Tengo bastantes plantas de boj y todas son importantes para mí. Me gustan porque con el suficiente tiempo, podas y cuidados dan al jardín un carácter clásico permanente y , además, porque la mayor parte de las mías están santificadas.

Digo santificadas porque muchas me las regalaron hace años unas monjas durante unas obras que hicimos en el jardín de su convento. Este albergaba los menguados restos de una antigua comunidad de clausura y se edificó durante el desarrollismo de finales del siglo pasado. La comunidad permutó su viejo emplazamiento dentro de la capital por un terreno extramuros extenso y soleado en las faldas del monte Naranco. Allí se construyó un edificio nuevo de ladrillo rojo – feo y grande –  que semivacío daba testimonio del optimismo religioso de la época.
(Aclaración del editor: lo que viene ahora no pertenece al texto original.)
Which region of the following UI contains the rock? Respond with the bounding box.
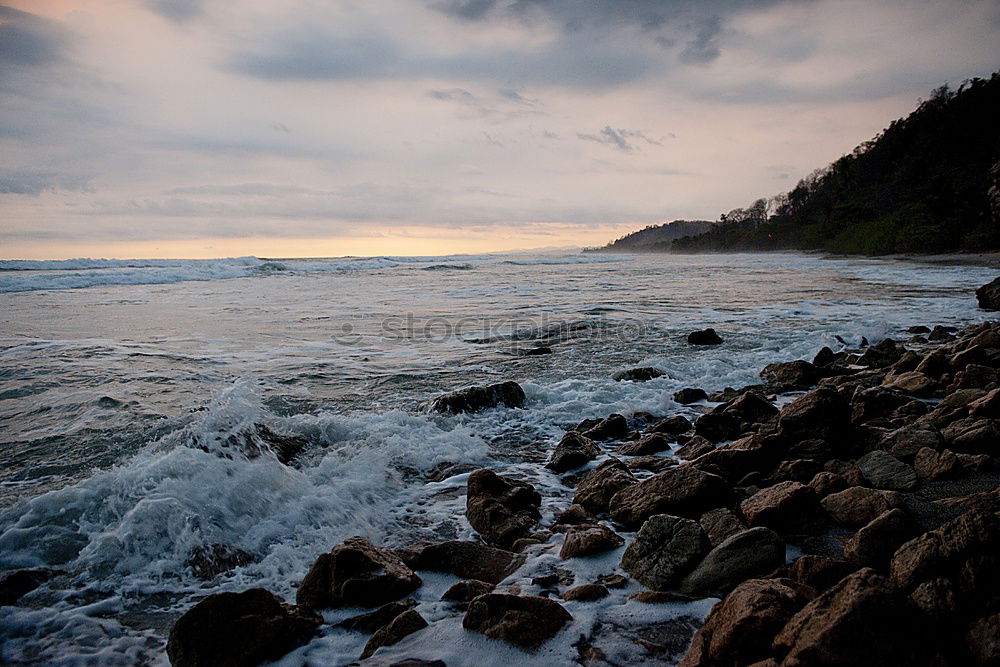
[336,599,418,633]
[625,455,676,472]
[976,277,1000,310]
[941,417,1000,454]
[909,578,960,621]
[361,609,428,659]
[463,594,572,650]
[428,380,525,413]
[761,360,819,389]
[562,583,609,602]
[400,540,525,584]
[699,507,747,547]
[858,338,905,368]
[679,527,785,597]
[674,388,708,404]
[883,370,935,396]
[913,447,964,480]
[609,465,730,527]
[807,471,846,498]
[967,612,1000,665]
[628,590,698,603]
[522,345,552,356]
[694,412,742,443]
[774,569,931,666]
[560,524,625,559]
[856,450,918,491]
[813,346,840,367]
[186,544,253,580]
[879,423,944,460]
[692,432,784,481]
[466,468,541,549]
[820,486,904,527]
[929,325,957,341]
[778,387,850,441]
[788,555,855,593]
[554,503,594,526]
[572,459,637,514]
[616,432,673,456]
[915,349,952,379]
[950,363,1000,391]
[740,481,821,535]
[763,459,822,484]
[678,579,812,667]
[968,387,1000,417]
[614,367,664,382]
[297,537,421,610]
[442,579,495,603]
[0,568,59,606]
[167,588,321,667]
[546,432,600,472]
[389,660,445,667]
[647,415,694,435]
[425,461,479,483]
[924,388,986,426]
[851,386,912,425]
[620,514,709,590]
[722,392,780,426]
[676,436,715,460]
[688,328,723,345]
[596,573,629,588]
[843,508,914,569]
[576,413,628,440]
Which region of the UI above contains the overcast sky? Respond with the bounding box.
[1,0,997,258]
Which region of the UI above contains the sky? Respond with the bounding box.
[0,0,997,259]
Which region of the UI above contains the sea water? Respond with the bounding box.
[0,251,994,664]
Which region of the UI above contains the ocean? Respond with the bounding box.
[0,251,994,665]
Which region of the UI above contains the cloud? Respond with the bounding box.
[679,16,722,64]
[577,126,664,152]
[0,5,70,68]
[428,87,542,121]
[145,0,205,22]
[0,170,91,195]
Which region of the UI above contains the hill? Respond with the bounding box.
[585,220,715,252]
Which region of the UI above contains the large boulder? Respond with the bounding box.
[428,381,525,413]
[546,432,600,472]
[0,568,59,606]
[398,541,524,584]
[614,367,664,382]
[857,338,905,369]
[572,459,637,514]
[297,537,422,610]
[647,415,694,435]
[699,507,747,547]
[674,388,708,404]
[761,360,820,389]
[879,423,943,459]
[787,555,856,593]
[843,508,915,570]
[609,465,729,528]
[676,436,715,461]
[692,432,784,480]
[167,588,321,667]
[778,388,850,442]
[620,514,709,590]
[975,277,1000,310]
[855,450,918,491]
[560,523,625,559]
[575,413,628,440]
[360,609,428,659]
[721,392,780,429]
[335,599,417,633]
[694,413,741,443]
[616,432,673,456]
[679,578,813,667]
[772,568,932,667]
[883,371,935,397]
[820,486,904,528]
[466,468,541,548]
[463,594,572,649]
[740,481,821,535]
[941,417,1000,454]
[688,328,723,345]
[679,527,785,597]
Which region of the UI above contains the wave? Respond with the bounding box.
[500,256,629,266]
[420,263,475,271]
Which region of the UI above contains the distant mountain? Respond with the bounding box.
[585,220,715,252]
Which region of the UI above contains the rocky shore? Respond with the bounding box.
[12,281,999,665]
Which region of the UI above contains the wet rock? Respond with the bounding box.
[572,459,637,514]
[425,461,479,483]
[820,486,904,527]
[843,508,914,570]
[625,455,676,472]
[628,590,698,603]
[674,388,708,404]
[428,380,525,413]
[647,415,693,435]
[694,412,741,443]
[813,346,841,367]
[554,503,594,526]
[463,594,572,650]
[400,540,524,584]
[879,423,944,459]
[915,349,951,379]
[858,338,905,368]
[596,573,629,589]
[297,537,422,610]
[167,588,321,667]
[361,609,428,659]
[560,524,625,559]
[575,413,628,440]
[562,583,609,602]
[614,367,664,382]
[740,481,821,535]
[968,387,1000,417]
[679,527,785,597]
[336,599,418,633]
[763,459,822,484]
[620,514,709,590]
[609,465,729,528]
[466,468,541,549]
[721,392,779,427]
[761,360,819,389]
[924,388,986,426]
[0,568,59,606]
[778,387,850,441]
[807,471,846,498]
[679,578,812,667]
[390,660,446,667]
[616,432,673,456]
[546,432,600,472]
[909,578,960,621]
[913,447,964,480]
[688,328,723,345]
[442,579,495,603]
[693,432,784,482]
[950,363,1000,391]
[211,423,309,464]
[883,370,935,396]
[851,386,912,425]
[521,345,552,356]
[186,544,253,580]
[967,612,1000,665]
[929,325,957,341]
[772,568,931,667]
[941,417,1000,454]
[856,450,918,491]
[676,436,714,460]
[788,555,856,593]
[699,507,747,547]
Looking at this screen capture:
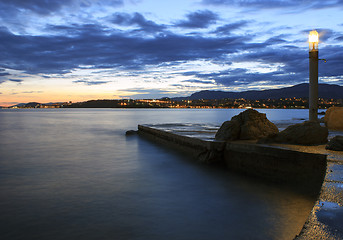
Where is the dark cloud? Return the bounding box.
[202,0,295,8]
[191,67,305,88]
[0,24,250,74]
[22,91,43,94]
[180,43,310,87]
[0,4,341,92]
[0,72,10,77]
[0,0,123,16]
[181,71,200,77]
[1,21,341,89]
[45,23,115,36]
[182,79,214,84]
[0,68,10,77]
[0,69,10,84]
[9,79,23,83]
[183,35,343,88]
[9,91,43,95]
[201,0,343,9]
[110,12,166,33]
[0,0,73,16]
[317,45,343,78]
[212,21,250,35]
[73,80,110,85]
[0,0,124,33]
[175,10,218,28]
[233,48,308,79]
[264,36,287,45]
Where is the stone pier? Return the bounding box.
[137,123,343,239]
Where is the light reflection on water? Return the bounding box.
[0,109,315,239]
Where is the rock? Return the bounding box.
[126,130,137,136]
[235,110,279,140]
[324,107,343,131]
[259,121,328,145]
[215,120,241,141]
[215,109,279,141]
[326,135,343,151]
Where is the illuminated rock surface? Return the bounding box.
[215,109,279,141]
[324,106,343,131]
[260,121,328,145]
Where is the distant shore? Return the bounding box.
[2,97,342,109]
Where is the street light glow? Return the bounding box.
[309,30,319,51]
[308,29,319,122]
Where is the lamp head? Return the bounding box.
[309,30,319,51]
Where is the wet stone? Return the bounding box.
[316,201,343,236]
[326,163,343,182]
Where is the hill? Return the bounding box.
[183,83,343,100]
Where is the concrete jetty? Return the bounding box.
[137,123,343,239]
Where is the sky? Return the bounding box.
[0,0,342,106]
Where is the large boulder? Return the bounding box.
[215,120,241,141]
[324,107,343,131]
[260,121,328,145]
[215,109,279,141]
[326,135,343,151]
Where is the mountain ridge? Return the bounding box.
[176,83,343,100]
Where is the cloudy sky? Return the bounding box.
[0,0,342,106]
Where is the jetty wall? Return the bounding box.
[138,124,327,196]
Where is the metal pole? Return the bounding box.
[309,49,318,122]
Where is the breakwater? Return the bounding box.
[138,124,326,196]
[138,123,343,239]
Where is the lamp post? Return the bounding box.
[309,30,319,122]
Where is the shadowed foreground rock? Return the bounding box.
[326,135,343,151]
[215,109,279,141]
[324,106,343,131]
[259,121,328,145]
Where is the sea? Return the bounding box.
[0,108,321,240]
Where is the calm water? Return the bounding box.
[0,108,316,240]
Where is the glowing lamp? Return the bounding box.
[309,30,318,51]
[308,30,319,122]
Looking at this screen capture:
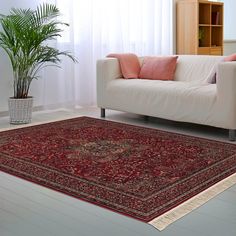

Las monjas me llamaron porque querían cambiar el jardín del claustro. Esa caja rectangular de doble planta no valía mucho y el jardín que encerraba realmente tampoco, a excepción de los bojes que bordeaban los cuatro cuadros que dejaban los ejes de una cruz latina. El terreno dentro de ellos estaba cubierto por Bergenias .  “Orejas del diablo” las llamaban las monjas, quizás por eso nos mandaron quitarlas y sustituirlas por una tapizante con connotaciones menos infernales.

Al final sacamos los bojes porque daban trabajo, quitamos las Bergenias por demoniacas y  , en su lugar, plantamos un montón de Vinca minor variegata como cubresuelos. Mientras duró la obra asistí en primera fila a la vida de una congregación de clausura en trance de extinción. Ya en aquella época, hablo de hace más de 20 años, la disminución del tamaño de las familias, la falta de vocaciones y el atractivo de los placeres terrenales habían vaciado los conventos y seminarios, dejándolos flacos y sin vida. Las pocas monjas que quedaban en las congregaciones se dividían entre las que merecían de sobra la jubilación y las jóvenes de origen africano. Por entonces eran más o menos dos tercios de las primeras y un tercio de las segundas, ahora ya son mitad centenarias y mitad foráneas, dentro de diez años sólo quedaran las venidas de África y una forma de consagrar la vida se habrá extinguido en nuestra tierra.

Las monjas que conocí aplicaban a rajatabla el “Ora et Labora” de las órdenes monásticas y dedicaban su tiempo a los rezos – durante los cuales no podíamos estar en el convento -, al cuidado del edificio y de la huerta y a la elaboración de formas para las iglesias de la archidiócesis.

Nuestra interrupción de esa vida ordenada y tranquila fue bien recibida por las integrantes de la comunidad y, contra pronóstico, no pareció molestarlas el ruido de las máquinas ni la charla de los jardineros. Todo lo contrario, se ve que tantos años de voto de silencio y aislamiento del mundo no habían reducido en nada la curiosidad innata de aquellas personas ni la necesidad de “aire fresco”.

Yo me hice amigo de la superiora, una señora mayorcísima muy amable con la que comentaba la marcha de los trabajos y los secretos de su huerta. Varias veces me regaló bolsas con los recortes sobrantes de las obleas de pan ácimo para dárselos a mis hijos y durante muchos años nos felicitamos las pascuas con esas tarjetas navideñas cristianas , cada vez más escasas, hasta que no hace tanto dejé de recibirlas.

No sé si las monjas seguirán en el convento y estoy seguro de que mi madre superiora habrá pasado a mejor vida, pero las bolas santificadas cada vez están más grandes y me recuerdan un esplendor religioso pasado que difícilmente volverá.